The Ottawa Eclipse Demo camp was tonight and I thought I’d write about it before I went to bed. The demos were quite interesting, a different mix than before which keeps it fresh. And the hospitality of the Foundation staff was awesome again.

I was especially intrigued by Nick Edgar’s embedded web UI demo that he’s working on as part of Jazz. This is something I thought of doing for my talk at ESE. Present information in a web page using Eclipse’s embedded browser. And then have JavaScript on that page interact with the surrounding Eclipse environment. The workflow he showed was very clean and I think there are some pretty cool things we can do with this. The technique he used was quite a kludge and even he admits it (communicating through the status bar?) But the SWT guys are thinking of better ways and I can’t wait to try this myself.
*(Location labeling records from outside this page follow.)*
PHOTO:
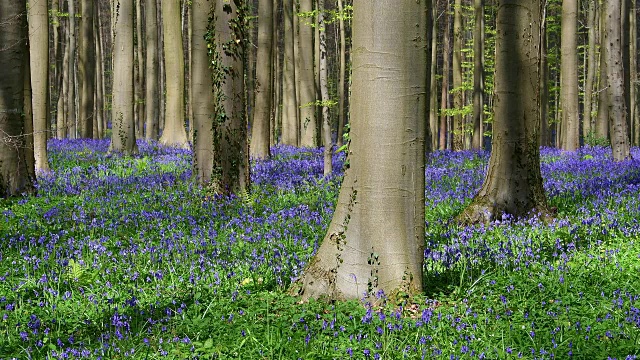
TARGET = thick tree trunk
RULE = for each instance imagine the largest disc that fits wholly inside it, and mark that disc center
(14, 173)
(458, 95)
(513, 184)
(152, 95)
(569, 72)
(290, 124)
(39, 64)
(174, 133)
(202, 89)
(324, 91)
(86, 70)
(587, 122)
(478, 75)
(261, 126)
(615, 80)
(375, 241)
(123, 136)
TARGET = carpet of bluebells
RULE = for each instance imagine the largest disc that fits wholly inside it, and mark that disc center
(124, 257)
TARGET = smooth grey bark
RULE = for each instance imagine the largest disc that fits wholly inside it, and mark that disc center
(587, 123)
(290, 120)
(615, 81)
(174, 132)
(39, 67)
(152, 94)
(569, 73)
(14, 172)
(306, 80)
(478, 75)
(376, 238)
(86, 70)
(202, 88)
(324, 92)
(261, 125)
(513, 184)
(458, 95)
(123, 135)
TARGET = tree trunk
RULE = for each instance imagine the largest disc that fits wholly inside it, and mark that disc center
(615, 80)
(513, 184)
(375, 241)
(14, 173)
(444, 102)
(261, 127)
(123, 135)
(587, 126)
(458, 93)
(569, 73)
(478, 74)
(86, 70)
(152, 95)
(324, 91)
(174, 133)
(231, 167)
(39, 64)
(202, 89)
(71, 89)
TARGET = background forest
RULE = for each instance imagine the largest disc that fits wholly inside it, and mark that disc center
(178, 178)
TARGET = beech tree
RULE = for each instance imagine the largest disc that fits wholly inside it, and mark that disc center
(14, 172)
(513, 184)
(376, 238)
The other interesting demo was from the Zeligsoft gang. I worked with some of the fellows that started Zeligsoft. We were part of the Rose RealTime development team. It was interesting to see the product they’ve come up with and the simularities it has with the stuff we did back then. They’re betting the farm on model driven development. I can’t say whether they’ll succeed or not, but they’ve done a few things better, but a lot is the same.

I also have to thank Boris and Eric for their demos on e4 and the model-based UI in particular. I have a better sense of what they are trying to accomplish. Whether it’s better or not than what we have today, I’m not sold yet. But I’ll have to give it some hands on before making a final judgement.

I also got some interesting feedback on my article on IBM and Eclipse. (BTW, it’s not whether we can survive, it’s that we better plan and make sure we can, which I think we’re finally doing). There were a lot of IBMers at the Demo Camp which was good to see. And there were as many ex-IBMers there too. I think it’s pretty healthy. The Eclipse expertise is spreading throughout our small and tight knit town and Ottawa has a great concentration of Eclipse expertise, which makes it a great place to be.